Another initiative in Oregon appeared headed for defeat.
When state and federal laws conflict, federal law takes precedence. Federal authorities could sue in an attempt to block the measures in Colorado and Washington from taking effect.
It remained unclear how the federal government would respond.
Colorado's direct challenge to federal drug law comes 12 years after the state legalized marijuana for people with certain medical conditions.
The state's latest pot measure stated that adults over 21 could possess up to 1 ounce of marijuana, or six marijuana plants, for personal use.
The amendment also allows commercial sales of the drug starting next year, though cities would be free to prohibit commercial pot businesses. It specifically prohibits using the drug "openly or publicly."
Legalization backers argued that marijuana is no more dangerous than alcohol and should be regulated and taxed. Opponents said legalizing pot would increase its use and make it easier for youths to obtain it.
Colorado exit polls showed the measure was solidly supported by thirty-somethings but opposed by about two-thirds of those older than 65.
Shelby Jensen, 22, of Lafayette, was among those supporting the proposal.
"There's a lot bigger issues to focus on. They're spending too much time and money prosecuting people caught with marijuana," said Jensen, a barista who is registered as unaffiliated.
The amendment sets up an elaborate regulatory scheme for how the drug could be used and sold. The amendment directed state lawmakers to regulate the drug through the Department of Revenue, which already oversaw alcohol sales and medical marijuana dispensaries.

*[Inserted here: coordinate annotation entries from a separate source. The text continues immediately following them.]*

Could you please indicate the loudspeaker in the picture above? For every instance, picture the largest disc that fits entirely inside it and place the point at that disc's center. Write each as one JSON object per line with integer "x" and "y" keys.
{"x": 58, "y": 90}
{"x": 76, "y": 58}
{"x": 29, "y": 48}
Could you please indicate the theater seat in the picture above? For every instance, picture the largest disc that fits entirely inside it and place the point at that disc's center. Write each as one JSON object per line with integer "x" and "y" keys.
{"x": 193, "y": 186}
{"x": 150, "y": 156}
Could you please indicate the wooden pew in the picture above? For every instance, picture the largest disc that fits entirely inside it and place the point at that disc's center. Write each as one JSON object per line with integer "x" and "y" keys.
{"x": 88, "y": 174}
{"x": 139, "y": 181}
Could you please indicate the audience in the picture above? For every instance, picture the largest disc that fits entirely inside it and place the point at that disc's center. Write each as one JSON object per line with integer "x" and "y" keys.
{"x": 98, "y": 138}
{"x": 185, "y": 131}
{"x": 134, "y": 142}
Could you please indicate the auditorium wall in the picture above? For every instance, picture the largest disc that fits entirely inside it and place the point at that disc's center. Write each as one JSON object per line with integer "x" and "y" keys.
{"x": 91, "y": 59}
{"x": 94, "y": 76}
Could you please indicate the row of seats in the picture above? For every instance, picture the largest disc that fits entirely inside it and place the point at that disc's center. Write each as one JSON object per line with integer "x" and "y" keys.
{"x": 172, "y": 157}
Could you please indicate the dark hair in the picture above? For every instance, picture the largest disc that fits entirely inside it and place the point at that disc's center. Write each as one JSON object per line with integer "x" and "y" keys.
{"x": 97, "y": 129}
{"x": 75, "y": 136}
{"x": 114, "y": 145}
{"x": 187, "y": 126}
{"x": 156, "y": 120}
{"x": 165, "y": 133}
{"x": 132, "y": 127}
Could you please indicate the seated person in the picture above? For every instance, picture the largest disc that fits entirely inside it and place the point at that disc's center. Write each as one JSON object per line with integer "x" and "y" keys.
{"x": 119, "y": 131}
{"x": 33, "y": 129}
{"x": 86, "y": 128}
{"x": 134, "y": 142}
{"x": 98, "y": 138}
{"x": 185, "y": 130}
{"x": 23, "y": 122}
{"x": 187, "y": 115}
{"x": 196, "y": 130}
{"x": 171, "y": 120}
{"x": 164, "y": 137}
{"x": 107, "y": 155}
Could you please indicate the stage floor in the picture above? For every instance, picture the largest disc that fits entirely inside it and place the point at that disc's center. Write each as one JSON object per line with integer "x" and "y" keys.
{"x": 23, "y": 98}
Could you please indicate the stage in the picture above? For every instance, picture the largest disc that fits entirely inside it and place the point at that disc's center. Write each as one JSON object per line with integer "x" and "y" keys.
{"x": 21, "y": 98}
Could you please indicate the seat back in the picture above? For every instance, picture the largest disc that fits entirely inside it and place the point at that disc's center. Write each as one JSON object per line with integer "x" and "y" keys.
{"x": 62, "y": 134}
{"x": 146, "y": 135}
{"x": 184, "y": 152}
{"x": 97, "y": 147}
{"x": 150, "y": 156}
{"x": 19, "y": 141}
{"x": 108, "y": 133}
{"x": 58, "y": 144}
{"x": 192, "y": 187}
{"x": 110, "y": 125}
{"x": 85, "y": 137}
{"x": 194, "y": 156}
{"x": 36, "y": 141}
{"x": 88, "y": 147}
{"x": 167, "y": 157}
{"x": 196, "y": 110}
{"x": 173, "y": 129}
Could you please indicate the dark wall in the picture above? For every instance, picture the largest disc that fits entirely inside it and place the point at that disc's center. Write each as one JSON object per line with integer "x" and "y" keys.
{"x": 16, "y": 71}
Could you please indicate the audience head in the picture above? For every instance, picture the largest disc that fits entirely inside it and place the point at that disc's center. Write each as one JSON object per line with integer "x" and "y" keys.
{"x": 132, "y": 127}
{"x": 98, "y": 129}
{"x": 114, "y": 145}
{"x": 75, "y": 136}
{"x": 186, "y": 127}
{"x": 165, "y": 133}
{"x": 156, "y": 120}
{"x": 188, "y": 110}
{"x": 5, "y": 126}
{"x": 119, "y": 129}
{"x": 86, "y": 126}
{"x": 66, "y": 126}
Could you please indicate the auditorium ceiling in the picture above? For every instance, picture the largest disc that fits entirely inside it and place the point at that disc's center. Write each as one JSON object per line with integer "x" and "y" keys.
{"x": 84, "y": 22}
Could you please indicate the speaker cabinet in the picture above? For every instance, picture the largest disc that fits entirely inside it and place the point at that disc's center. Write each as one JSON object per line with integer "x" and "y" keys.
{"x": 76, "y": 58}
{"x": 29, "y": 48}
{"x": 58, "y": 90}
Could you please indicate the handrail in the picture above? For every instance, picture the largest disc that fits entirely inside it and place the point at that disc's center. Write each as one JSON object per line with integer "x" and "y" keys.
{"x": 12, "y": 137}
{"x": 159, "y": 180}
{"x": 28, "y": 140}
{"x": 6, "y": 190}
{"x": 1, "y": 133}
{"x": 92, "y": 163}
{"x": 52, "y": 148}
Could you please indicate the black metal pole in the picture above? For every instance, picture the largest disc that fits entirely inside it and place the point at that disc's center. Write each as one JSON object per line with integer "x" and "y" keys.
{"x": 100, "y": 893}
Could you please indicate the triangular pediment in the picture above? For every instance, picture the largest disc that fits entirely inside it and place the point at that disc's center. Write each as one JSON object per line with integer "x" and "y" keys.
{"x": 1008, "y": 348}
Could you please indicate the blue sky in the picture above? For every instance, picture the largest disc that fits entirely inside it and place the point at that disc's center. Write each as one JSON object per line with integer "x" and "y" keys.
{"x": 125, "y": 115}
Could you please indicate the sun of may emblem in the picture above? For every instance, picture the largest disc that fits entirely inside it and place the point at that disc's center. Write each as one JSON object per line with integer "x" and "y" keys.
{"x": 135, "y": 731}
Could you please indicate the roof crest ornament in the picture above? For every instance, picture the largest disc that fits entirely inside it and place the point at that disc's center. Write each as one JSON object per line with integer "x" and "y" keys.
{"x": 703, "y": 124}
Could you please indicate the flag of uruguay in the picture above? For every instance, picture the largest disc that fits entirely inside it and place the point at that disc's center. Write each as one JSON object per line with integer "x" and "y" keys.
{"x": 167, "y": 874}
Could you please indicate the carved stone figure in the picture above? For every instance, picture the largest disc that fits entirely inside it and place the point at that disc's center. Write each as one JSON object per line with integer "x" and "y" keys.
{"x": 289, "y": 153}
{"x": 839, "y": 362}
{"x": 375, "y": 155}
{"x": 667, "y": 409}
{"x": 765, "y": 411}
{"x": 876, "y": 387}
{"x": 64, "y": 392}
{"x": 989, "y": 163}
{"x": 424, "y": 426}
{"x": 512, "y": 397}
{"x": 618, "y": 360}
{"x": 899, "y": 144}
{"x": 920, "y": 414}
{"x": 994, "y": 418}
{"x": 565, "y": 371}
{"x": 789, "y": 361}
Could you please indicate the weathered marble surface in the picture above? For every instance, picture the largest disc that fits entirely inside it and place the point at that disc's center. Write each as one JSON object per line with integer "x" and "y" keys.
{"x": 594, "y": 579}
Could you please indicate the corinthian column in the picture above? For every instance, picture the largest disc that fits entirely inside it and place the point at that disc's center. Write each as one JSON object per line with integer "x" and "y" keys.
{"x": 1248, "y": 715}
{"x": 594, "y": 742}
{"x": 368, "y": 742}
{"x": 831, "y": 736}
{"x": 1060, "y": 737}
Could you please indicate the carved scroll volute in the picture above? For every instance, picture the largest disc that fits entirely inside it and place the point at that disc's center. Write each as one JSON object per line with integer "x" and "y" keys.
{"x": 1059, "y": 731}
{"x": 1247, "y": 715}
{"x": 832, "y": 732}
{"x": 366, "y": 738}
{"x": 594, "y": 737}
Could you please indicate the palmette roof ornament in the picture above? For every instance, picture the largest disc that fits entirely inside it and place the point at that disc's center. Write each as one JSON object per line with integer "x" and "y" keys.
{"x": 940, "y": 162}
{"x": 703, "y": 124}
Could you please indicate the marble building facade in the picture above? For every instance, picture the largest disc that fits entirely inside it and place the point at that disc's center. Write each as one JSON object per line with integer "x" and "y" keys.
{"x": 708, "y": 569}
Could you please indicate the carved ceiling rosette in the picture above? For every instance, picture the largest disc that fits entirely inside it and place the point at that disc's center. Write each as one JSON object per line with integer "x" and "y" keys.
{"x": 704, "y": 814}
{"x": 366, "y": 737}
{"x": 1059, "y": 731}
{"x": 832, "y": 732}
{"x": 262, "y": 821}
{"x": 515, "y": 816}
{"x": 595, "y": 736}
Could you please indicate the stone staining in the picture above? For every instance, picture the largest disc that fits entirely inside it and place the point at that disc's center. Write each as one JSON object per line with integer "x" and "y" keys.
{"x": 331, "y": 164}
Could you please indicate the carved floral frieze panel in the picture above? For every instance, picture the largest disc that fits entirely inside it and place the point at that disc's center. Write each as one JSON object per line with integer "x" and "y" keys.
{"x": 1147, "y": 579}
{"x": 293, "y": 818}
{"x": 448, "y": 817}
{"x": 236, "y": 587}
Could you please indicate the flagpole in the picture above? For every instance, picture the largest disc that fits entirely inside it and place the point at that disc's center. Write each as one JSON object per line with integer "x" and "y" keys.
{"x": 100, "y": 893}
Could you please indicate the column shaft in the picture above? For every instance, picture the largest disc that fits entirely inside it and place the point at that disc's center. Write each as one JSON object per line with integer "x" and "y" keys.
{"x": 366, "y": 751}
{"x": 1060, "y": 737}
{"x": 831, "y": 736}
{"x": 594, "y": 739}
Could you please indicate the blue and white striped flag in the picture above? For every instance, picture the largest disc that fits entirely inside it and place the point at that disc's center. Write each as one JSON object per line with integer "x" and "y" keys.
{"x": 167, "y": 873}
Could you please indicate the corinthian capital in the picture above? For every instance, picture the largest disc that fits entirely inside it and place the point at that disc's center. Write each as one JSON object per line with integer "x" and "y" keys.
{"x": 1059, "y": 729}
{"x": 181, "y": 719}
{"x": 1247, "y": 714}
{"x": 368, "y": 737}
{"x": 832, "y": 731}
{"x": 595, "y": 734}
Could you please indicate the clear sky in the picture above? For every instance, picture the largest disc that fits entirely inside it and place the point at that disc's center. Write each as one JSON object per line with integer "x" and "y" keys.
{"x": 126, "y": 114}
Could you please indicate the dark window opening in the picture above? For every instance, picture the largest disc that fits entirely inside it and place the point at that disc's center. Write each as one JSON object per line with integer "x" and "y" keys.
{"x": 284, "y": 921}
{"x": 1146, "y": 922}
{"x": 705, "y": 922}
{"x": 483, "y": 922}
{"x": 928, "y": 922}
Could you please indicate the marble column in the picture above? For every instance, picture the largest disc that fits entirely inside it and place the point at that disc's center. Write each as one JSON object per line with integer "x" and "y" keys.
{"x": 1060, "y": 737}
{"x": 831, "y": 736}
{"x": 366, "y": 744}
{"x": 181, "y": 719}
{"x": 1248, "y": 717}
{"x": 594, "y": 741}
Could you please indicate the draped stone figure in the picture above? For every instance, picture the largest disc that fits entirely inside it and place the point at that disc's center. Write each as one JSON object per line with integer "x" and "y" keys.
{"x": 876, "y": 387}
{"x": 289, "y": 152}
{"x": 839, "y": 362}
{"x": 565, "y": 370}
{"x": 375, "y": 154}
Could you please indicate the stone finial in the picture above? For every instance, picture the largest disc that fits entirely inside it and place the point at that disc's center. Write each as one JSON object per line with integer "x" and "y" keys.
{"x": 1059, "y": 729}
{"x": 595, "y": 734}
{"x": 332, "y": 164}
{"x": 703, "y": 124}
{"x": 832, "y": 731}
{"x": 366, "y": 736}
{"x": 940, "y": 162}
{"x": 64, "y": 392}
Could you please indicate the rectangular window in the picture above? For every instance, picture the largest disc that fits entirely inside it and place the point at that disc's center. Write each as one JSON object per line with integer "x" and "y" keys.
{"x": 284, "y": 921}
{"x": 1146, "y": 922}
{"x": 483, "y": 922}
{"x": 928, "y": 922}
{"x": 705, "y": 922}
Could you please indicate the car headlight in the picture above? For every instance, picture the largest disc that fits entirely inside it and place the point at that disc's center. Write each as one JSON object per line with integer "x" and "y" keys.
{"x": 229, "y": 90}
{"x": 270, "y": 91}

The measure also directed state lawmakers to place an excise tax of up to 15 percent on marijuana sales, with the first $40 million each year devoted to school construction.
After approval by the Legislature, the pot tax would face final approval by voters.
The amendment also allows the production of industrial hemp, a far less potent cousin of marijuana that can be used for fiber and fuel, among other things.
Nine states - Hawaii, Kentucky, Maine, Maryland, Montana, North Dakota, Oregon, Vermont and West Virginia - have already passed laws allowing hemp cultivation or research.
But federal drug law prohibits hemp production, so industrial hemp used in products from granolas to soaps is currently imported.
Colorado's amendment did not affect existing medical marijuana law.
Colorado has 536 dispensaries licensed statewide. The state had several dozen more before a federal crackdown began earlier this year, targeting dispensaries near schools.
Colorado voters rejected marijuana legalization in 2006, 59 percent to 41 percent.